The U.S. Supreme Court is scheduled to hear the first of two abortion-related cases Tuesday, this one involving a Kentucky law that protects unborn babies from brutal dismemberment abortions.
The case, Cameron v. EMW Women’s Surgical Center, is not about the pro-life law itself at this point. What the justices are considering is whether Kentucky Attorney General Daniel Cameron may take up the defense of the pro-life law after Gov. Andy Beshear refused to do so.
“I believe it’s my responsibility in the AG’s to defend those laws and we’re going to continue to do so,” Cameron told LEX 18 News. “I just say we’re going to stand up for life. And I’ve made no bones about that viewpoint. Again, I know some people don’t necessarily agree that we need to protect life.”
The law at the center of the case passed in 2018 when pro-life Republican Gov. Matt Bevin was in office. Bevin’s office defended the law in court after the EMW abortion facility in Louisville sued and Beshear, a pro-abortion Democrat who was state attorney general at the time, refused to defend the law.
In the midst of the court battle, a state election occurred in which Beshear was elected governor and Cameron, a pro-life Republican, was elected attorney general. After federal courts blocked the law, Beshear’s office decided not to appeal. That was when Cameron submitted a request to be allowed the defend the law instead.
It is Cameron’s ability to intervene in the case that the Supreme Court will decide after the hearing Tuesday.
The American Civil Liberties Union and EMW Women’s Surgical Center are challenging the law itself as well as Cameron’s plea to defend it.
Cameron said that “as a matter of Kentucky law” he has the final say on whether to accept a decision that enjoined a state law. He noted that the lower court “did not blink” at prohibiting a state from fully defending “its law with the official of its choosing.” …
The ACLU argued that the federal appeals court hadn’t said that Cameron couldn’t intervene to defend state laws, but that he had to do so in a timely fashion.
“Enough is enough,” the ACLU’s Alexa Kolbi-Molinas said in a statement and added that the court “should put an end to the attorney general’s attempts to force people to continue their pregnancies against their will.”
The 2018 law prohibits abortions “that will result in the bodily dismemberment, crushing or human vivisection of the unborn child” while he or she is still alive. These gruesome methods commonly are used in D&E abortions in the second trimester.
If allowed to be enforced, the law could save hundreds of babies’ lives each year. According to state abortion data, 537 of the 3,312 abortions in Kentucky in 2016 were D&E abortions.
A federal judge blocked the law, and in 2020, the Sixth Circuit Court of Appeals affirmed the ruling. When Beshear’s administration decided not to appeal, Cameron filed a motion to intervene in the case.

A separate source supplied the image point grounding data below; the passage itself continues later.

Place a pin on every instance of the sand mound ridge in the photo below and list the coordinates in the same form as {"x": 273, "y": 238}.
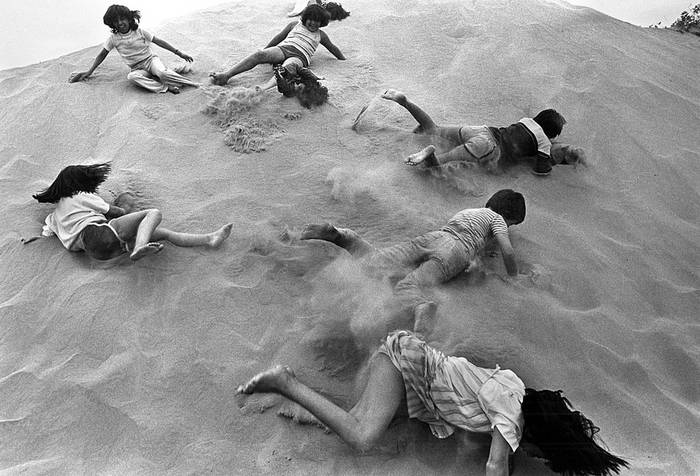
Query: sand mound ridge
{"x": 132, "y": 368}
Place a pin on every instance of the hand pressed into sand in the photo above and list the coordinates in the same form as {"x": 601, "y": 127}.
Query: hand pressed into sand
{"x": 274, "y": 380}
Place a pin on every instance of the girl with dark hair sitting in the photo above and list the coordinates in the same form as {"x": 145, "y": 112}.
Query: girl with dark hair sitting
{"x": 133, "y": 44}
{"x": 295, "y": 44}
{"x": 83, "y": 221}
{"x": 450, "y": 393}
{"x": 494, "y": 147}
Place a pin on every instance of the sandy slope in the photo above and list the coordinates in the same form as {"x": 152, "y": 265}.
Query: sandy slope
{"x": 131, "y": 368}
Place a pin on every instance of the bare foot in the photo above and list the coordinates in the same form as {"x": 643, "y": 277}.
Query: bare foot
{"x": 273, "y": 380}
{"x": 394, "y": 95}
{"x": 148, "y": 249}
{"x": 220, "y": 235}
{"x": 220, "y": 79}
{"x": 323, "y": 231}
{"x": 425, "y": 157}
{"x": 424, "y": 318}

“We’re exhausting every possible option to ensure that this law continues to be defended and is ultimately enforced,” Cameron said at the time. “The law extends compassion and dignity to the unborn by ensuring they are not subjected to the horror and pain of the dismemberment process while still alive.”
He said he wants to ensure the law continues to receive a full defense.

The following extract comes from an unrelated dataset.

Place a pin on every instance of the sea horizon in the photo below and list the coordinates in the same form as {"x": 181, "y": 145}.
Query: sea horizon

“We would never allow the dismemberment of any other living being, and we are going to continue fighting, all the way to the Supreme Court if necessary, so that it can’t happen to unborn children,” Cameron said.

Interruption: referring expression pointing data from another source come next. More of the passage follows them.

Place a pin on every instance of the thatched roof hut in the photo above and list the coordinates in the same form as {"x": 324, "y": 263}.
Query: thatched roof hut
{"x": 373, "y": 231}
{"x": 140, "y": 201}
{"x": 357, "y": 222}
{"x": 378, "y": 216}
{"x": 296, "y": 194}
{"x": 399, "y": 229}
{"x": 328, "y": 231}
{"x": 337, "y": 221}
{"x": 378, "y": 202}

A dismemberment abortion is a procedure in which the abortionist first dilates the woman’s cervix and then uses steel instruments to dismember and extract the baby from the uterus. The procedure is usually performed between 11 and 24 weeks LMP, when the baby is somewhere between the size of a lemon and a cantaloupe.
By 11 weeks, unborn babies already have fingers and toes, heartbeats and detectable brain waves. They can respond to touch, yawn, suck their thumbs and even show signs of being right or left handed.
The Supreme Court also agreed to hear a direct challenge to Roe v. Wade in December. That case, Dobbs v. Jackson Women’s Health, involves a 2018 Mississippi law that prohibits abortions after 15 weeks of pregnancy when an unborn baby is nearly fully formed.